I furbetti dei partiti e il pasticcio del 5 per mille

di Carmine Gazzanni

Soldi non assegnati, tetto non in linea con il volere dei contribuenti, un sistema farraginoso che rivela profonde incompetenze. E tanti, troppi, che godono alle spalle di chi, pur operando più marcatamente nel sociale, è costretto a beneficiare di pochi contributi. Ecco in sintesi lo stato del 5×1000. Questo, perlomeno, è quello che emerge dal quadro, tutt’altro che roseo, prospettato dalla Corte dei Conti. Lo si capisce, d’altronde, sin dalle prime righe: “la mancata stabilizzazione attraverso una legge organica […] ha prodotto inefficienze ed inutili appesantimenti burocratici”. Senza dimenticare che il quadro normativo “risulta confuso ed inadeguato”. Nemmeno sulla trasparenza si va tanto meglio dato che “le attività di coordinamento, controllo e garanzia delle amministrazioni interessate appaiono ancora insufficienti”. E ancora: tetto di spesa “in contrasto con le determinazioni dei contribuenti”, ritardi nelle erogazioni causa “dell’incertezza sulla disponibilità delle risorse per i beneficiari”, convenzione fra ministero del Lavoro e Agenzia delle Entrate “motivo di conflittualità e di allungamento dei tempi”. Insomma, la bocciatura è pressoché totale.

Gli esclusi
Quello che ne esce, alla fine, sono tante situazioni paradossali. Se da una parte infatti abbiamo diversi enti e fondazioni che godono delle falle di un sistema contorto e farraginoso, altri sono addirittura impossibilitati ad accedervi. È il caso degli enti di diritto pubblico, totalmente esclusi dall’ammissione al beneficio. Ciò – a detta della Corte – non sembra del tutto coerente con le finalità generali dell’istituto, se si presuppone che per alcune categorie (ricerca scientifica, ricerca sanitaria, Comuni), “la natura pubblica del beneficiario non osta all’attribuzione”. Basti pensare, tra i tanti casi, all’esclusione della Croce rossa italiana.

Fondazioni politiche
Di contro, però, ecco chi ne gode. A cominciare dalle fondazioni politiche che di sociale, almeno a un primo sguardo, hanno ben poco.

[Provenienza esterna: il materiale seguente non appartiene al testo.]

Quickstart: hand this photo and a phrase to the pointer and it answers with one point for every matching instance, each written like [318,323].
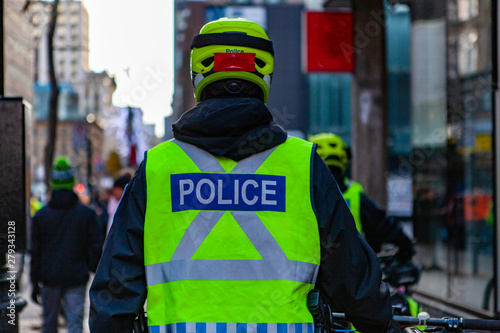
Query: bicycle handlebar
[451,323]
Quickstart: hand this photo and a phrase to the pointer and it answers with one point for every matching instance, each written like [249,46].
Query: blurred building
[18,51]
[84,96]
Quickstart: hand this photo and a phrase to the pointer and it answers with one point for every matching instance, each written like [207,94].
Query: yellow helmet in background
[232,49]
[332,149]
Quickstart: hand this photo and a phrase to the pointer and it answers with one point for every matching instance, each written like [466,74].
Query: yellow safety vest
[352,196]
[230,246]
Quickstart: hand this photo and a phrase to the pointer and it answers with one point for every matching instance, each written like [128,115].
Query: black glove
[35,293]
[405,249]
[394,327]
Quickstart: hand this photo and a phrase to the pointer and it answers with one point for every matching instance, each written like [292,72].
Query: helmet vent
[207,61]
[260,63]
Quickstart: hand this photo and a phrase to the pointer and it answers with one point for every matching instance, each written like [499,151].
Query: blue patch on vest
[231,192]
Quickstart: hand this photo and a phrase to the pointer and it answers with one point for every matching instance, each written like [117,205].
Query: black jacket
[65,242]
[349,276]
[378,228]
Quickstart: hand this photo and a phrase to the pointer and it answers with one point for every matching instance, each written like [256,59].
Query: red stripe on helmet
[236,62]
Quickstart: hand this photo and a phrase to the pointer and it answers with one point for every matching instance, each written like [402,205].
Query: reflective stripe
[234,270]
[258,234]
[196,233]
[205,161]
[251,164]
[233,328]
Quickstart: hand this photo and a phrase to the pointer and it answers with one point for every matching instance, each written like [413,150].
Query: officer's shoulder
[161,146]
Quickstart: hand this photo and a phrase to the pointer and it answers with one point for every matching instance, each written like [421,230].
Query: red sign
[329,42]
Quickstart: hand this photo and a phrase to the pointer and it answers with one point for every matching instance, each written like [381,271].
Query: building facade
[84,96]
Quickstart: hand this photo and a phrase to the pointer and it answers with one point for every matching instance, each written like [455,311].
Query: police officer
[227,227]
[370,219]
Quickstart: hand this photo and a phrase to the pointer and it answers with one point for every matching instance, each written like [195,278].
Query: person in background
[65,247]
[115,197]
[229,226]
[370,220]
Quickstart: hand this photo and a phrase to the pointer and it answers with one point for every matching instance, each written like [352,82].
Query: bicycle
[442,325]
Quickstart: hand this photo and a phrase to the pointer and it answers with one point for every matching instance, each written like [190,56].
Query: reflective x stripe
[274,266]
[233,328]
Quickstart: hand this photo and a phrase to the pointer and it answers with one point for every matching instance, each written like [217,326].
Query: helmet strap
[230,88]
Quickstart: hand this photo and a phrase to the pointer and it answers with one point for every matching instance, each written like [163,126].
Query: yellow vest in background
[230,246]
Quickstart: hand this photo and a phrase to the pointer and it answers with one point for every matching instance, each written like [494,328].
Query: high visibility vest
[352,196]
[230,246]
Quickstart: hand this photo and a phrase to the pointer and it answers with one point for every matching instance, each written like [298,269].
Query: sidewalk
[30,318]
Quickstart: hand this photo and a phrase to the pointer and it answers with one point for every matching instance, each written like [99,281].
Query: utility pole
[369,112]
[2,70]
[13,191]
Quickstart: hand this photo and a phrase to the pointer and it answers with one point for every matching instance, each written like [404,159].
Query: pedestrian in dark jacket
[230,225]
[65,248]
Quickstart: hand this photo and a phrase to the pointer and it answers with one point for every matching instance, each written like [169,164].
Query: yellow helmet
[231,49]
[332,149]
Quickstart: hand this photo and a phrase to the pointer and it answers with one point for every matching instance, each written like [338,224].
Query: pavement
[30,318]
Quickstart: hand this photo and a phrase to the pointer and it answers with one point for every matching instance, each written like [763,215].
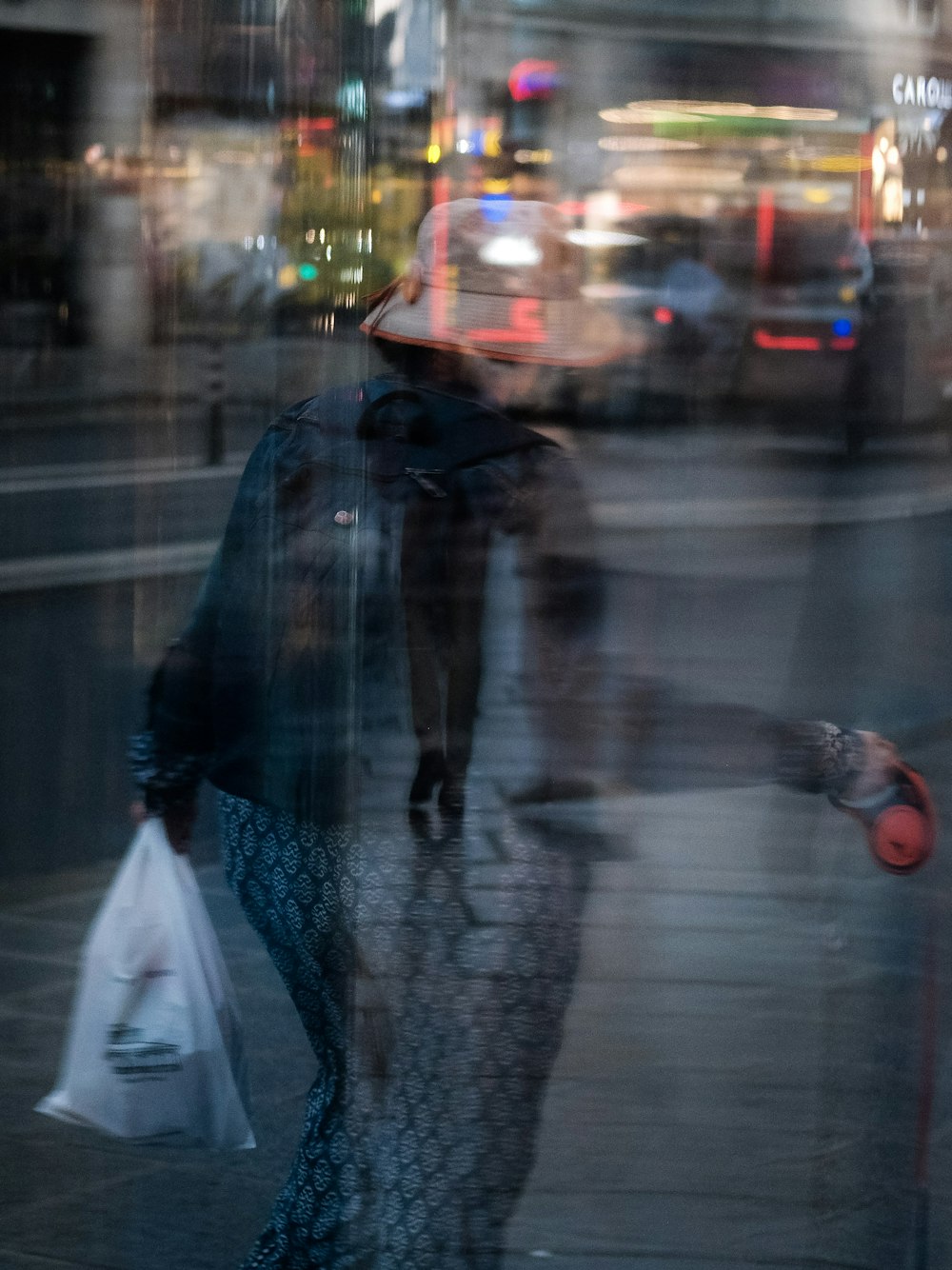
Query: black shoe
[429,774]
[452,795]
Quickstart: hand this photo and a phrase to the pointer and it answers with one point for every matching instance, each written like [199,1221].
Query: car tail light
[790,343]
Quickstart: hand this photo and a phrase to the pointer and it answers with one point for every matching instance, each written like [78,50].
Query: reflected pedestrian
[333,673]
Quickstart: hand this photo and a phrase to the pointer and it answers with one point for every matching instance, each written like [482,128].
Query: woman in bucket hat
[377,541]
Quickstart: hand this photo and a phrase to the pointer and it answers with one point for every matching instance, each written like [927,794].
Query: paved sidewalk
[738,1086]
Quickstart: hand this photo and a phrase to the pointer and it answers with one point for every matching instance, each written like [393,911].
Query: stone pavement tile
[27,974]
[40,938]
[198,1218]
[11,1260]
[711,1099]
[51,999]
[597,1224]
[540,1259]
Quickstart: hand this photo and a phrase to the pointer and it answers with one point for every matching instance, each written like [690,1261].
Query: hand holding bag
[154,1044]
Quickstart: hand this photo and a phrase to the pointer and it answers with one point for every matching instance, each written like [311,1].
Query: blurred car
[682,319]
[811,316]
[803,308]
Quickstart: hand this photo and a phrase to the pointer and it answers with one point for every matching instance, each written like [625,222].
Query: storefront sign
[933,93]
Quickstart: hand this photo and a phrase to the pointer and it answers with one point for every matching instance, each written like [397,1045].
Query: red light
[787,343]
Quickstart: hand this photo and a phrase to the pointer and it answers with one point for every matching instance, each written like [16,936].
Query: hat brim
[512,327]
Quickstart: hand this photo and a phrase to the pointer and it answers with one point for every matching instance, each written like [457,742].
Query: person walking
[330,681]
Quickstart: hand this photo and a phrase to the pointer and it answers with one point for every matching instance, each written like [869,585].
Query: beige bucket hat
[501,280]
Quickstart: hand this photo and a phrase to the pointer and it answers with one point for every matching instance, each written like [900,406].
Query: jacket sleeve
[174,749]
[817,757]
[171,753]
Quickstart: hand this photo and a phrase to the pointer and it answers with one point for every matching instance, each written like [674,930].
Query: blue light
[495,208]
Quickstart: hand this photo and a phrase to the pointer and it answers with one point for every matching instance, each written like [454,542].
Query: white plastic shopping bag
[154,1044]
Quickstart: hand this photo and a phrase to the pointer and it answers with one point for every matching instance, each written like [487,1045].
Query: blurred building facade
[263,162]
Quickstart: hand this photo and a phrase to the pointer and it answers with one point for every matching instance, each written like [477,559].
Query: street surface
[746,1064]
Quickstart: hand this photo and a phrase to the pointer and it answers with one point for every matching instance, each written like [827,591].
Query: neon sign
[532,78]
[933,93]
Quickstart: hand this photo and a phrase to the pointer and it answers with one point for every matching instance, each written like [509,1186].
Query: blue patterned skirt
[430,968]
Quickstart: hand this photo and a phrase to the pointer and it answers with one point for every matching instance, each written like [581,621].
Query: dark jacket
[348,593]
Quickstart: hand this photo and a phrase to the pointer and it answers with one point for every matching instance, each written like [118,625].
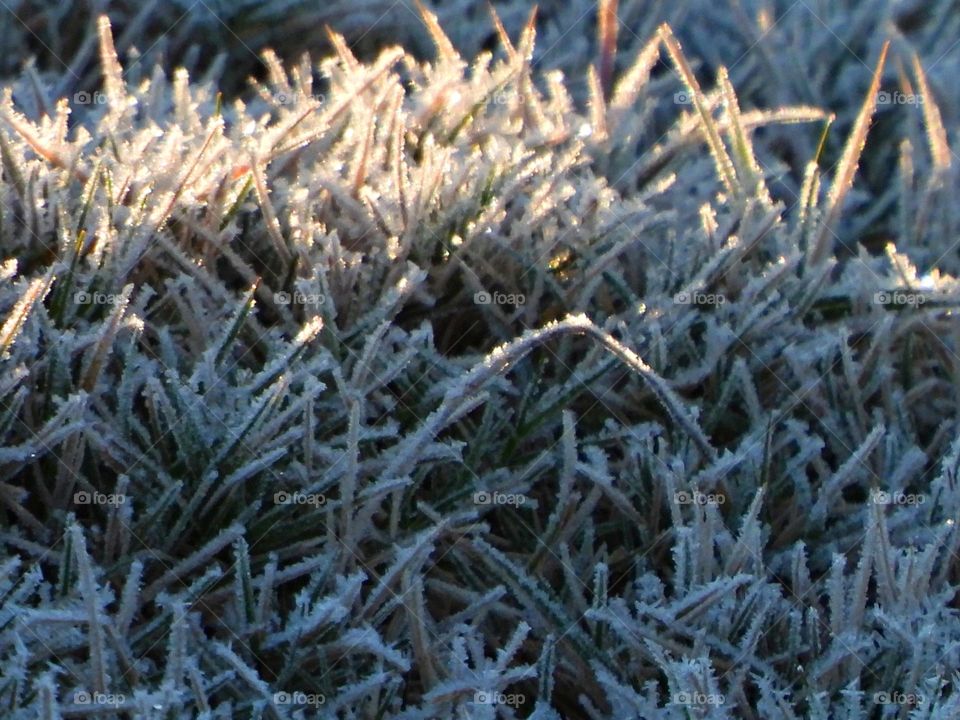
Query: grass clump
[414,389]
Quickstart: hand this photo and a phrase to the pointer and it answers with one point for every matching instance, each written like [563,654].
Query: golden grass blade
[849,162]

Eppure l’associazione Magna Carta di Gaetano Quagliariello, ad esempio, è iscritta al fondo sin dal 2006 e “risulta ammessa al beneficio per tutti gli anni di iscrizione”; stesso discorso anche per Nuova Italia di Gianni Alemanno e Italianieuropei di Massimo D’Alema. Curioso il caso dell’associazione Liberal che, addirittura, “ha presentato domanda di iscrizione al contributo del 5 per mille nella categoria degli enti della ricerca scientifica”.
Ma tra i beneficiari non ci sono solo fondazioni politiche. Basti pensare alle tante e tante associazioni sportive, a cominciare dalle squadre di calcio. Per il 2011, ad esempio, l’Atletico Caltanissetta ha ricevuto quasi 35 mila euro, la Juventus San Michele di Foggia 17 mila euro, l’US Monteforte 13 mila euro. E poi, ancora, la Società Canottieri Milano (37 mila), il Tennis Club Siracusa (14), la Pallavolo don Bosco di La Spezia (10). Insomma, si ritrovano un po’ tutti ad accedere al fondo. Questo perché per le associazioni e le fondazioni basta semplicemente specificare il settore di attività sociale in cui esse operano. Peccato però che ”non venga richiesta l’esclusività o la prevalenza di queste, nel caso in cui l’ente ne svolga altre”.

I notai
Un altro grave problema sollevato dai magistrati consisterebbe nel fatto che l’attribuzione delle risorse in base alla stretta capacità contributiva fa sì che alcuni enti che possono raccogliere il favore di optanti abbienti ottengano, anche con un basso numero di scelte, somme assai rilevanti. Clamoroso ad esempio il caso della Fondazione Italiana per il Notariato che “con poco più di mille optanti, risulta sempre fra i maggiori beneficiari”: solo nel 2008 ha goduto di un contributo di quasi 800 mila euro. Nonostante i contribuenti fossero solo 1.081.